What many people neglect to think about, however, is disability insurance. Many of us don’t like to think about the possibility, but there is a chance that you could become sick enough or injured in a way that makes it impossible for you to work. In these cases, disability insurance is very helpful.
Short-Term and Long-Term Disability
There are two main types of disability insurance: short-term and long-term. Short-term policies are designed to help you manage conditions that might take you away from work for anywhere between three months and a year. These policies are designed to provide you with a portion of your salary for a short period of time. A short-term policy covers you for non-permanent disabilities, such as injury or major illness, or it can cover you during the waiting period required before your long-term policy kicks in.
Long-term disability is designed for those who measure disability in years. It might not be a permanent situation, but if you will be out of commission for more than six months or more than a year, a long-term disability policy might help provide you with salary replacement.
Policies differ on terms. You should find out what qualifies as short-term and long-term, and be clear about waiting periods involved before you purchase the policy. Your premium will be based on the percentage of income you will be provided, or the total amount that you are eligible to receive from the policy.
Can You Self-Insure?
It’s especially important to make sure that you are prepared for disability issues because if you can’t earn money and your family is relying on you, it can be difficult. Disability insurance can help you get through those tough times without destroying your finances.
However, disability insurance isn’t always necessary. In some cases, you can self-insure. You might be able to self-insure with the help of an emergency fund.
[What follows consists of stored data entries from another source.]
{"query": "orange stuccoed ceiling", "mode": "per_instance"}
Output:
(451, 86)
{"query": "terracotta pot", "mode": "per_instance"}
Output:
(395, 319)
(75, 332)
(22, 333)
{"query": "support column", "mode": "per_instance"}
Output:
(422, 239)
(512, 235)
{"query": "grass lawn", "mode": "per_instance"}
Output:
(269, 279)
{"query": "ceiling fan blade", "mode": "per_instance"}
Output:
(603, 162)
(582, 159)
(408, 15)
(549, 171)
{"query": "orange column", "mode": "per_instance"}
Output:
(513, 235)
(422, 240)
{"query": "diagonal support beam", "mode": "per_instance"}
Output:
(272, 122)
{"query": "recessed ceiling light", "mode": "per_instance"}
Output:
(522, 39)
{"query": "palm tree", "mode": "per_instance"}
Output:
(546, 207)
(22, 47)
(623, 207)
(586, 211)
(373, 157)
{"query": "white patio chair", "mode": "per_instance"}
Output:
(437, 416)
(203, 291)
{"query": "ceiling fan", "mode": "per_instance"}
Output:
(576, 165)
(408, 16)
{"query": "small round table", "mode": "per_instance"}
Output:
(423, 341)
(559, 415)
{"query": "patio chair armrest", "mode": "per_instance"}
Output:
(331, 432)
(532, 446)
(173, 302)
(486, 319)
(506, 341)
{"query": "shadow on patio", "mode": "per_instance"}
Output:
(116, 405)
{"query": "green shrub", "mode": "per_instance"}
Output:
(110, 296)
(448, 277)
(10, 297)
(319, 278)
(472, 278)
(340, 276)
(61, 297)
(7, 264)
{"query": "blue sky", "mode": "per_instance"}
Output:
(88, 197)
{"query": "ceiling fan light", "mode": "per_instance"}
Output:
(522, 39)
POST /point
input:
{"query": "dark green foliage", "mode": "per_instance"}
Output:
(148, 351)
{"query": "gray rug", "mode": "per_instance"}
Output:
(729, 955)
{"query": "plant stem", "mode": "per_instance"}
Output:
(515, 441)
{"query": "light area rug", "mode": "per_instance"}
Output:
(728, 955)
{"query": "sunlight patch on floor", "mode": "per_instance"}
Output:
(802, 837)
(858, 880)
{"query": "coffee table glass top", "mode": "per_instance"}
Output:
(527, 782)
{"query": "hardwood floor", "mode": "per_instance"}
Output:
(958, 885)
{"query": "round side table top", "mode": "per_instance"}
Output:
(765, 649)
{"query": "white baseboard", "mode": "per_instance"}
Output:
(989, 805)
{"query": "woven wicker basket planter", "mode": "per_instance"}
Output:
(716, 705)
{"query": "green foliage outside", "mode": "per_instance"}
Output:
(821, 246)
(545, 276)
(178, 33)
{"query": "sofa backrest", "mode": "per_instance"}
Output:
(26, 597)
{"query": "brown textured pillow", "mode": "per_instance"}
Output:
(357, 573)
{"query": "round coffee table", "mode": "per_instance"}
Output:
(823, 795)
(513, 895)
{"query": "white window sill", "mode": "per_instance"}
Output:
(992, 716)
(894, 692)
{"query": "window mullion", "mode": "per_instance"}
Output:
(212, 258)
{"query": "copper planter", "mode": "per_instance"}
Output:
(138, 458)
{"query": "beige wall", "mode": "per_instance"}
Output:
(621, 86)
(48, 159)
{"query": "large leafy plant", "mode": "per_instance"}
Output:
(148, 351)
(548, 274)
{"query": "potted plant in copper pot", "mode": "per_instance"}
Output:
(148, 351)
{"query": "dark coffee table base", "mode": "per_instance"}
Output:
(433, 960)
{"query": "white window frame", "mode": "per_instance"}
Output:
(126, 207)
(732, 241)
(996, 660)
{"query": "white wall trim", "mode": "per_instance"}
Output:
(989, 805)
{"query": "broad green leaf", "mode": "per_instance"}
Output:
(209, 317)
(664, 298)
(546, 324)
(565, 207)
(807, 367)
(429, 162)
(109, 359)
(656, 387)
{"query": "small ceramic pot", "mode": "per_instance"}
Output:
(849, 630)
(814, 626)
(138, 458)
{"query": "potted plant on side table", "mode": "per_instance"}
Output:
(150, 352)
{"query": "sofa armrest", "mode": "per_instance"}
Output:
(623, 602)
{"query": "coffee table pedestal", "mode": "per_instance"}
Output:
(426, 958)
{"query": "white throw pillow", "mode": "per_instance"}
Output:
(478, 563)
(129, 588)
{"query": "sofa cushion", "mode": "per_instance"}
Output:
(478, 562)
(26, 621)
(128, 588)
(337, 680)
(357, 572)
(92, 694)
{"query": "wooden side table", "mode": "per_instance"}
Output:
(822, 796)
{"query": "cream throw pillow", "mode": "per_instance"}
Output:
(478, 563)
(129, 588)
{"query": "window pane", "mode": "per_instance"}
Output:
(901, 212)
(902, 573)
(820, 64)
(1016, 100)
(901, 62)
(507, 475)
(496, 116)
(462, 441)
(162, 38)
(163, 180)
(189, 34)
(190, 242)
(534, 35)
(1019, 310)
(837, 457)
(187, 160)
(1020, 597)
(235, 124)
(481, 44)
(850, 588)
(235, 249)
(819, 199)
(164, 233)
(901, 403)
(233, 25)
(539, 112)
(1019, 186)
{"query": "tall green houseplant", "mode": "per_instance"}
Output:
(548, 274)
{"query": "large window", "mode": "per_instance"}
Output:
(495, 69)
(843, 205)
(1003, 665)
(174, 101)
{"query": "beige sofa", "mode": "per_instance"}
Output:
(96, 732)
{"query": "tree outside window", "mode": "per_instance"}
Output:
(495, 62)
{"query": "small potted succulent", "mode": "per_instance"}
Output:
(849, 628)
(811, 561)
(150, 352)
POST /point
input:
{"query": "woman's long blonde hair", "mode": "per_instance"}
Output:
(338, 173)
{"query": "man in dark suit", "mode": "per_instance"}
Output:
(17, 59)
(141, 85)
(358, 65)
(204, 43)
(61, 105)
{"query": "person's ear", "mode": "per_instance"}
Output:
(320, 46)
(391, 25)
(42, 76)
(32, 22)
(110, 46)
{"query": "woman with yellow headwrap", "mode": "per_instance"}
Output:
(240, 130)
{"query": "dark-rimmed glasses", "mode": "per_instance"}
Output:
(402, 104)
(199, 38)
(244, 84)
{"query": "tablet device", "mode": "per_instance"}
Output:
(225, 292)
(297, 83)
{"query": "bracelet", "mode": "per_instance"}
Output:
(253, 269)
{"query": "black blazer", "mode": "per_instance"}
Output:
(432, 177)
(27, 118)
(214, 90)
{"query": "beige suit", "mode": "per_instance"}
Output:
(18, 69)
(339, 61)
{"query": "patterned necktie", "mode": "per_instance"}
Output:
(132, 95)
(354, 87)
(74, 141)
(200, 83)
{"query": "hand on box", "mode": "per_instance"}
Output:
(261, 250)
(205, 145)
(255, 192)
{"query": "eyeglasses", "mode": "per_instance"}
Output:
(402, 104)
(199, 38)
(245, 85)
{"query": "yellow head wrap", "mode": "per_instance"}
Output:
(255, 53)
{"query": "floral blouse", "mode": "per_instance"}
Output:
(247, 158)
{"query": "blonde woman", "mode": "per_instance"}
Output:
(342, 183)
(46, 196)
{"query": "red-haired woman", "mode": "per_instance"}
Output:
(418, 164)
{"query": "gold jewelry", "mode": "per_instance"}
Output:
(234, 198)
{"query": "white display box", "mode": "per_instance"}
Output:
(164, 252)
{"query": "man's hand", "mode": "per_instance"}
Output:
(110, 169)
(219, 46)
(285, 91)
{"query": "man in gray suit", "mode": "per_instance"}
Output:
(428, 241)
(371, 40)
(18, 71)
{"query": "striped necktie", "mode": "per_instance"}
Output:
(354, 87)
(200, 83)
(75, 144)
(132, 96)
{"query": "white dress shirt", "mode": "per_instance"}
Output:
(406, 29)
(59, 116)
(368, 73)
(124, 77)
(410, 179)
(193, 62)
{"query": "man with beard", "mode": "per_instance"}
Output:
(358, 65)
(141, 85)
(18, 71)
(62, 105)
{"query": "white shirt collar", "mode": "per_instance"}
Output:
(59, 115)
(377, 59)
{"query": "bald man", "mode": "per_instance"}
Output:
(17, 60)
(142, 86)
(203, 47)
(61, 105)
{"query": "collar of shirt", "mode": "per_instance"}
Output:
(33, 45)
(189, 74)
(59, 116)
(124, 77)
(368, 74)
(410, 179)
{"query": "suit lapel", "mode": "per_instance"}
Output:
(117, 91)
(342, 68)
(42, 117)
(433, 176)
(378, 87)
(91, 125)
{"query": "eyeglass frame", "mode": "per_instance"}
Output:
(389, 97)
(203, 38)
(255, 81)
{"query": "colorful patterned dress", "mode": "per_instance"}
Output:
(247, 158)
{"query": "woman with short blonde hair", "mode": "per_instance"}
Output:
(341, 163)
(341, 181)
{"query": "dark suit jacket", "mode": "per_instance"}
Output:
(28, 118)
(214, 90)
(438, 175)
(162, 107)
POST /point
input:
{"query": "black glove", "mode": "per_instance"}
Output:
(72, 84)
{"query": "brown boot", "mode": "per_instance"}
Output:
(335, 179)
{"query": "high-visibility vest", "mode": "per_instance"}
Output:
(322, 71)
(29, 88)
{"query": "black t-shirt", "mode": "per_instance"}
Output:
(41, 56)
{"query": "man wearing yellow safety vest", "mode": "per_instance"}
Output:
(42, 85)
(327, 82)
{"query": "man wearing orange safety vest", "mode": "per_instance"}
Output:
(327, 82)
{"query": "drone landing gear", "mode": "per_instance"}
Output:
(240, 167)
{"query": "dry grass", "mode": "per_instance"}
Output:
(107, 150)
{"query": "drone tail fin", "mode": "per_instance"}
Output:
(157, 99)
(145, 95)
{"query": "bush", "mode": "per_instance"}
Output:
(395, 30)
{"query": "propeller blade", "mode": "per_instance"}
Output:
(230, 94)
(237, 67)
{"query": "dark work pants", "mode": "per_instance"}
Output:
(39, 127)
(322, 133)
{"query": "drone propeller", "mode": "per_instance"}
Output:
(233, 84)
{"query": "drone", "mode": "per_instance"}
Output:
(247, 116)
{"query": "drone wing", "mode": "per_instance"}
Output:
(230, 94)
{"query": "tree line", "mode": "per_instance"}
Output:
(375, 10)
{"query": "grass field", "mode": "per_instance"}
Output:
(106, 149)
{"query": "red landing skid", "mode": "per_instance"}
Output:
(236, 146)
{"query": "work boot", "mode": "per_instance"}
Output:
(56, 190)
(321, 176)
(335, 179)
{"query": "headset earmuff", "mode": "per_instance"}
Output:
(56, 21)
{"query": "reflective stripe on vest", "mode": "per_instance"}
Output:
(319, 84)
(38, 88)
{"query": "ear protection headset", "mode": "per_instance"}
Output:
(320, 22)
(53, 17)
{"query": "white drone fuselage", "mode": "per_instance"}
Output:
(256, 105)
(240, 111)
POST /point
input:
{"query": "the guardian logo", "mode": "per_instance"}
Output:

If your emergency fund is large enough to cover your living expenses for a long period of time, insurance might not be necessary. Building up passive income can also help you self-insure, since you will have a source of income that doesn’t rely on your ability to work. However, building an adequate emergency fund or passive income stream can take years. If you are suddenly struck with a debilitating disease or injury, you might not have the time to marshall your resources.
Some consumers use an emergency fund as a short-term self-insurance option, and then purchase a long-term policy for the major possibilities. The emergency fund can bridge the waiting period. It’s important to carefully consider your options before you purchase a policy. I have a small disability policy designed to help me cover some of my income if something happens to me and I can’t keep writing. However, I also have other assets I can rely on as well. Consider your situation and decide what works best for you.